Series: Elm Creek Quilts #4
Published by Plume on January 1, 2002
Genres: Historical Fiction
Pages: 336
Format: Hardcover
Source: Library
Buy on Amazon, Buy on Bookshop
This post contains affiliate links you can use to purchase the book. If you buy the book using that link, I will receive a small commission from the sale.
Goodreads
After learning of her family’s ties to the slaveholding South, Sylvia Compson scours her attic for clues and discovers a window into the world of her the memoir of her great-grandfather’s spinster sister, Gerda Bergstrom. Gerda’s memoir chronicles the founding of Elm Creek Manor and the tumultuous years when Hans, Anneke, and Gerda Bergstrom sheltered fugitive slaves within its walls, using quilts as a signal of sanctuary. But little did the staunchly abolitionist Gerda know that a traitor was among them, placing the Bergstroms in grave danger and leading to family discord, betrayal, and a secret held for generations.

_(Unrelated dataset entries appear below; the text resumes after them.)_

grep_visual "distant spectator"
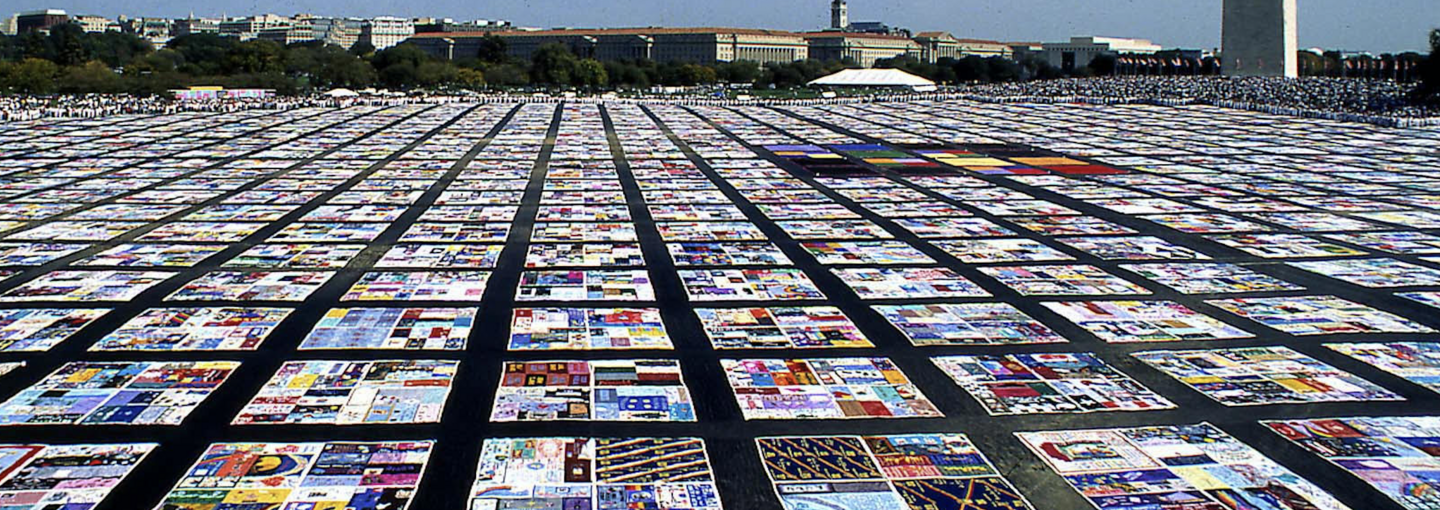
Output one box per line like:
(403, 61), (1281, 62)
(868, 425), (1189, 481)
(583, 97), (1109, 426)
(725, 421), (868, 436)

With the help of the Elm Creek Quilters and clues hidden within antique quilts discovered in the manor’s attic, Sylvia stitches together the pieces of her past and decodes the true nature of the Bergstrom legacy.
There is debate about whether quilts were used as signals on the Underground Railroad. There is not a great deal of evidence to support the theory that quilts served as signals to those escaping slavery, but I think many people want it to be true because it makes a compelling story. One argument people who believe in this theory often use is that evidence doesn’t exist because the quilts were secret signals. I’m not sure that argument holds much water. Jennifer Chiaverini acknowledges this lack of evidence in her book and even has one of her characters, a quilt historian, make the skeptic’s argument. However, in this novel, she imagines that at least a couple of houses in Pennsylvania used quilts to signal that their homes were stations on the Underground Railroad.

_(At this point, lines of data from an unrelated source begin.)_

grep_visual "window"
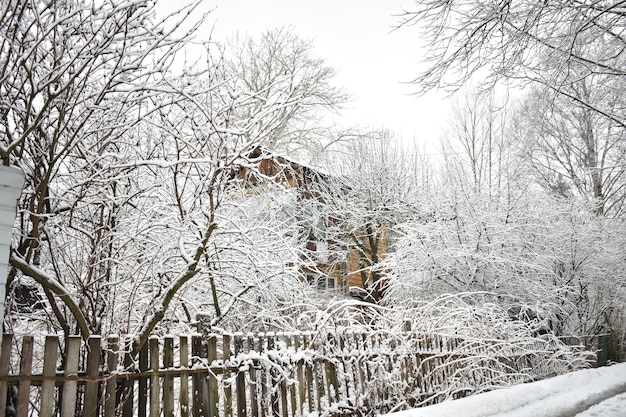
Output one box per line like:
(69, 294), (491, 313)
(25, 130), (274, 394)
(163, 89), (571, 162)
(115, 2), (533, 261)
(306, 274), (336, 290)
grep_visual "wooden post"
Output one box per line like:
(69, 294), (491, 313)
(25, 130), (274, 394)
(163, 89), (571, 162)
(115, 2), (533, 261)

Sylvia Bergstrom Compson, the main protagonist of the Elm Creek Quilts novels, uncovers a journal in her attic. Gerda, her great-grandfather’s sister, wrote the journal, and it details the role the Bergstrom family played as stationmasters on the Underground Railroad and their experiences with one particular woman who escaped enslavement. The book alternates between past and present as Sylvia reads Gerda’s journal. If Gerda’s journal is not very realistic for the time, I can forgive it because the story is captivating and touches on several interests of mine: reading, writing, quilting, and family history. This particular volume in the series is light on descriptions of Elm Creek Quilts’ quilt camp and the other quilters, focusing instead on Sylvia and her discovery. It’s not too hard to believe Sylvia would find a journal and quilts in her attic, given the age and prominence of her house.
I enjoyed this one a great deal. It’s rare for series to continue to be this good as they continue, but I’d say this is one of those rare series.